First we looked at the test results from a VW Golf fitted with stop-start technology, crunched the numbers and found it spent 9% of our test idling, or rather in the off-mode. For this fairly typical diesel vehicle, 0.4g of CO2 is saved per second that the engine is switched off. Extrapolate this and, as the table below shows, drivers of this model do see some benefit from having engines equipped with stop-start technology.
During the official New European Drive Cycle (NEDC) the car spends 24% of the time idle. So when we ran our Golf data through this test the resultant fuel efficiency was supposedly even greater.
Admittedly, the analysis above only considers one vehicle and it is still based on a test cycle, albeit our real on-road cycle rather than in the lab.
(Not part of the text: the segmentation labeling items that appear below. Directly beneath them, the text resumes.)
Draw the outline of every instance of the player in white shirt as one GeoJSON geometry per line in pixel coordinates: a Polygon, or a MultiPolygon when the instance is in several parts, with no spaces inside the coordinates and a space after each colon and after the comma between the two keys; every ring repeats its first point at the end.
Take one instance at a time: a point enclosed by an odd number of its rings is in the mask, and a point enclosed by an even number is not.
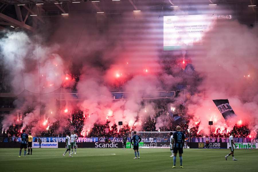
{"type": "Polygon", "coordinates": [[[174,157],[174,154],[173,153],[173,150],[172,150],[172,141],[173,140],[173,132],[170,132],[169,134],[170,135],[170,151],[171,151],[171,153],[172,153],[172,155],[170,156],[170,157],[174,157]]]}
{"type": "Polygon", "coordinates": [[[235,159],[234,157],[234,146],[236,146],[235,143],[234,143],[234,141],[233,140],[233,138],[234,136],[234,132],[232,131],[231,132],[231,136],[229,136],[229,149],[230,149],[230,151],[231,152],[230,153],[228,154],[225,157],[225,159],[226,160],[227,160],[228,157],[230,155],[232,155],[232,157],[233,158],[233,161],[237,161],[237,159],[235,159]]]}
{"type": "Polygon", "coordinates": [[[72,132],[71,134],[71,147],[72,148],[72,153],[73,153],[73,148],[74,147],[74,154],[76,154],[76,140],[79,138],[77,135],[74,134],[74,131],[72,132]]]}
{"type": "Polygon", "coordinates": [[[72,156],[71,156],[71,154],[70,153],[70,151],[71,150],[71,138],[70,137],[71,136],[71,133],[69,132],[68,133],[68,135],[65,138],[65,144],[66,145],[67,149],[65,152],[64,152],[64,154],[63,154],[63,156],[64,157],[65,153],[67,151],[69,151],[69,157],[73,157],[72,156]]]}

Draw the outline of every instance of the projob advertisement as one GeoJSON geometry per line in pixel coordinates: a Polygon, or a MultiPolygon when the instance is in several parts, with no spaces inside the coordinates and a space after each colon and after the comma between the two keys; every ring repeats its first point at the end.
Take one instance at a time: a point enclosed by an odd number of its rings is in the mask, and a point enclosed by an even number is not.
{"type": "MultiPolygon", "coordinates": [[[[258,143],[235,143],[235,149],[257,149],[258,143]]],[[[228,148],[229,148],[229,144],[228,143],[228,148]]]]}

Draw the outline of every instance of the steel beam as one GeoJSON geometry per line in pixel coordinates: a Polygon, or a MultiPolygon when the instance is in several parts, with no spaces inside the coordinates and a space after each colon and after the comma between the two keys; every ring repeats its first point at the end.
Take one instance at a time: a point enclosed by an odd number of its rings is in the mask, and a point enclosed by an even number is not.
{"type": "Polygon", "coordinates": [[[16,15],[17,16],[17,18],[18,19],[18,20],[22,22],[23,21],[23,20],[22,19],[22,13],[21,12],[21,8],[20,8],[20,6],[15,5],[14,7],[15,8],[16,15]]]}
{"type": "MultiPolygon", "coordinates": [[[[28,10],[28,11],[30,11],[30,12],[32,14],[33,14],[33,15],[37,15],[38,14],[36,14],[36,13],[33,12],[31,9],[30,8],[28,8],[28,7],[26,5],[23,5],[23,6],[27,10],[28,10]]],[[[43,24],[45,24],[45,22],[44,22],[44,21],[41,18],[39,17],[38,16],[34,16],[36,17],[37,19],[38,19],[41,22],[41,23],[43,23],[43,24]]]]}
{"type": "Polygon", "coordinates": [[[21,27],[33,32],[34,32],[35,31],[35,28],[34,28],[23,23],[19,21],[18,21],[17,20],[15,20],[9,16],[5,15],[3,13],[0,13],[0,18],[4,20],[5,21],[9,22],[10,25],[11,24],[15,26],[21,27]]]}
However, earlier this year for Channel 4’s Dispatches programme, EA fitted a data logger to a real driver’s car and tracked it for a week. Data from this real-world experiment showed that this Seat Alhambra spent 8% of its time idling. Very similar to the 9% of time the Golf was in off-mode but a far cry from the 24% anticipated by the official tests.
Interestingly, our data also shows that exhaust temperature drops by about 40% when the engine switches to the off-mode. When the engine re-starts the temperature quickly rises again. However, this can often coincide with a period of acceleration as the vehicle pulls away, which may mean higher NOx emissions. Thus careful thermal management strategies need to be employed by the manufacturers to ensure their exhaust after treatments are still effective against NOxemissions, which is something EA will be studying in more detail in the future.
Stop-start technology is a particularly attractive proposition for manufacturers looking to achieve a high MPG result and low CO2 rating on the NEDC. Drivers will see some benefits, just not as much as published because the NEDC is flattering the result due to its high proportion of stationary time. So, if you can cope with the annoyance factor of having your engine switch off every time you pull up it is worth having.